Ibn Battuta part 28

0
136

After staying some days as his guest I set out for the town of San’a’, which was the former capital, a populous town built of brick and plaster, with a temperate climate and good water. A strange thing about the rain in India, Yemen, and Abyssinia is that it falls only in the hot weather, and mostly every afternoon during that season, so travellers always make haste about noon to avoid being caught by the rain, and the townsfolk retire indoors, for their rains are heavy downpours. The whole town of San’a is paved, so that when the rain falls it washes and cleans all the streets.

Ibn Battuta arrives in Aden

I travelled thence to ‘Aden, the port of Yemen, on the coast of the ocean. It is surrounded by mountains and can be approached from one side only; it has no crops, trees, or water, but has reservoirs in which rainwater is collected.

The Arabs often cut off the inhabitants from their supply of drinking-water until the they buy them off with money and pieces of cloth. It is an exceedingly hot place. It is the port of the Indians, and to it come large vessels from Kinbayat [Cambay], Kawlam [Quilon], Calicut and many other Malabar ports [on the south-west coast of India]. There are Indian merchants living there, as well as Egyptian merchants.

Its inhabitants are all either merchants, porters, or fishermen. Some of the merchants are immensely rich, so rich that sometimes a single merchant is sole owner of a large ship with all it contains, and this is a subject of ostentation and rivalry amongst them. In spite of that they are pious, humble, upright, and generous in character, treat strangers well, give liberally to devotees, and pay in full the tithes due to God.

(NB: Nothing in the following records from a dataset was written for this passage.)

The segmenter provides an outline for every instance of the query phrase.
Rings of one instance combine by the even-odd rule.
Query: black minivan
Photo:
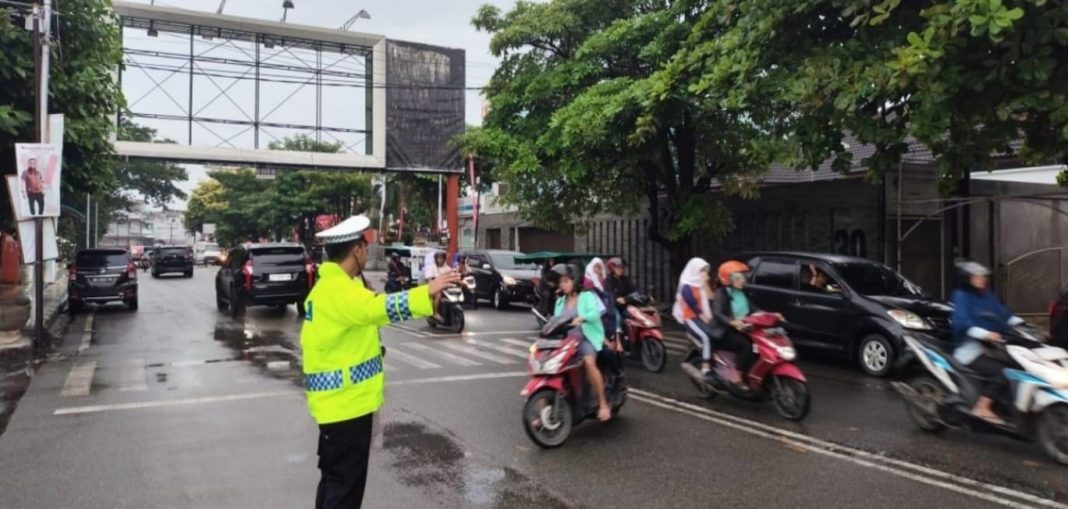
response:
[[[137,267],[124,249],[81,250],[67,267],[67,311],[74,315],[85,304],[122,302],[137,311]]]
[[[855,359],[870,376],[884,377],[908,360],[906,334],[949,341],[953,309],[882,264],[813,253],[741,259],[752,271],[752,299],[786,317],[784,327],[799,347]]]
[[[230,250],[215,276],[219,311],[240,317],[248,306],[297,305],[304,314],[304,299],[315,284],[315,264],[298,243],[249,243]]]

Ibn Battuta sails along the east coast of Africa

I took ship at Aden, and after four days at sea reached Zayla [Zeila, on the African coast], the town of the Berberah, who are a negro people. Their land is a desert extending for two months’ journey from Zayla to Maqdashaw [Mogadishu]. Zayla is a large city with a great bazaar, but it is the dirtiest, most abominable, and most stinking town in the world. The reason for the stench is the quantity of its fish and the blood of the camels that they slaughter in the streets. When we got there, we chose to spend the night at sea, in spite of its extreme roughness, rather than in the town, because of its filth.